Underneath all that, however, it's all surprisingly car-like. Instead of the 'garden shed' aerodynamics favoured by most off roaders, the slippery body has a drag coefficient comparable with that of a normal family hatchback.
The cabin, though dominated by grey plastic, is equally user-friendly, with a neat, simple layout that will confuse no one capable of operating a payphone. For a small car, the driving position is excellent, accommodating for anyone up to a six-footer, with plenty of head and legroom. Automatic transmission-equipped models get a different centre console and gear selector gate, while both manual and automatic models now feature push button selection of the four-wheel drive system, located below the heating controls.
Market and Model
The standard SZ3 trim level comes with power-assisted steering, front electric windows, electric mirrors, radio/CD player, ABS and EBD, selectable four-wheel drive with high and low ratios and automatic free wheeling hubs, front seatbelt pretensioners and driver and front passenger airbags. You can, however, get a SZ4 which improves the look of the Jimny with various styling accessories as well as adding air-conditioning and part-leather trim.

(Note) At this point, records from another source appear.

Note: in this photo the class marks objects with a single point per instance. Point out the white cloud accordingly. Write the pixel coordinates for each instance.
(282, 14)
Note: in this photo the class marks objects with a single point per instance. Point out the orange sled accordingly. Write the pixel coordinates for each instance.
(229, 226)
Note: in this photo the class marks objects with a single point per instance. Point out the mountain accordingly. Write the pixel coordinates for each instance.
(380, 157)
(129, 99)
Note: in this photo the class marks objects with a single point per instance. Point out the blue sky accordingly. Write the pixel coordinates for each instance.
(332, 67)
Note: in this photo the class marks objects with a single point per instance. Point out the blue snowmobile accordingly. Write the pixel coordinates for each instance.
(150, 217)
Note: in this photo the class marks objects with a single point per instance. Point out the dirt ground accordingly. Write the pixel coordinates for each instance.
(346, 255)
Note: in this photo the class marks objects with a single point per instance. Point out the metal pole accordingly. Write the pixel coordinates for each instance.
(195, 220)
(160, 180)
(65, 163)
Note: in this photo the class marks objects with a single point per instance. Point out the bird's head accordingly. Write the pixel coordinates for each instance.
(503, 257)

Steel Silver and Khaki Green have been added to the metallic paint range of five shades available for the higher specification SZ4 model with three metallic and one solid colour available for SZ3. A new seat fabric has been adopted for the SZ3 and SZ4 features new design 15-inch alloy wheels finished in dark Silver. In line with EU regulations both SZ3 and SZ4 models now have a new design instrument cluster that includes a Tyre Pressure Monitoring System (TPMS) for added safety as well as a Gear Shift Indicator (GSI) to help the driver keep fuel consumption to a minimum. The 2015 model is also equipped with ESC (Electronic Stability Control) as standard.
In true Suzuki style, you can also jazz up your Jimny by choosing from a huge accessory range. Front guards, alloy wheels, grille covers and surrounds for the multi-reflector headlamps are amongst the obvious add-ons. If you really must, there are also rear spoilers, body graphics and 'themed' spare wheel covers (!). Bear in mind, however, that these things are likely to do little for residual values when the time comes to sell.
Cost of Ownership
The 1.3-litre engine can only manage 39.8mpg. This is largely thanks to the weight of those 4x4 mechanicals but it's not the most modern powerplant either. CO2 emissions are correspondingly high at 162g/km and 167g/km for the automatic. Buyers will also have to shoulder some fairly hefty depreciation but can claw some cash back via the group 14-15 insurance.

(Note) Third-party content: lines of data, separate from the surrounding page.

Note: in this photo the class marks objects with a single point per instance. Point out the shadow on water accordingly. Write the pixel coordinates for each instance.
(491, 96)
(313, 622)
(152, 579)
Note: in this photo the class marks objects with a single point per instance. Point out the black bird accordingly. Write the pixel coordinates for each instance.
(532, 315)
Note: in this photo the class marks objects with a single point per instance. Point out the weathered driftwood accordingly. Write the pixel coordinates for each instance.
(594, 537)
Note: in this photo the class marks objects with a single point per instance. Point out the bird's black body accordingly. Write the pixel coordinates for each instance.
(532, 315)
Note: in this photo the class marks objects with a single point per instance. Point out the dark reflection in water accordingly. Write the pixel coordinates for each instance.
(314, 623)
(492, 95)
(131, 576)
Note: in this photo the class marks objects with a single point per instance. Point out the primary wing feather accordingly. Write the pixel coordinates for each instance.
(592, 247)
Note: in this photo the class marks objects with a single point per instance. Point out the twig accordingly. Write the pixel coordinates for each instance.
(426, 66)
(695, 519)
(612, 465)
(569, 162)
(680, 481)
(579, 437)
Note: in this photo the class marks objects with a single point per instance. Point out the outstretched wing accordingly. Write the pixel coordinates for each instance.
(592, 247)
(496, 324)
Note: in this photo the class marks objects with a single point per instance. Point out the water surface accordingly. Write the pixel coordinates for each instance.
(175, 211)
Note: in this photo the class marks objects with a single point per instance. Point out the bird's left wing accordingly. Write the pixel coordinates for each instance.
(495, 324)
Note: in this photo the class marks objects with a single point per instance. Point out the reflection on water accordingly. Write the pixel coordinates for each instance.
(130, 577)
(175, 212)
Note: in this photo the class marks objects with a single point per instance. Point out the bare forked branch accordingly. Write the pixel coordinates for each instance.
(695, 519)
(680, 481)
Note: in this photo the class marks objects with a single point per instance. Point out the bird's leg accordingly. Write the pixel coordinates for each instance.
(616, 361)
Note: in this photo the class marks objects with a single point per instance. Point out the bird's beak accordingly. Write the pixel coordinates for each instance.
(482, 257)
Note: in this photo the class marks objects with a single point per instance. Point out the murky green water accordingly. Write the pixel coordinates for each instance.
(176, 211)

Suzuki's Jimny could be viewed as one of the most interesting budget small car choices on the market or as a bargain basement off-road tool. It will appeal to buyers of both persuasions because despite being more than a little rough around the edges, the little Suzuki has character and real ability, which is rare in cars costing twice as much.
If you're really likely to use the car's off roading ability, it makes far more sense than a traditional small hatchback, particularly as it can also perform that role to quite a competent standard. Even if you're not, as long as space and pace don't rank as crucial virtues, the Jimny's well worth considering as something a little different.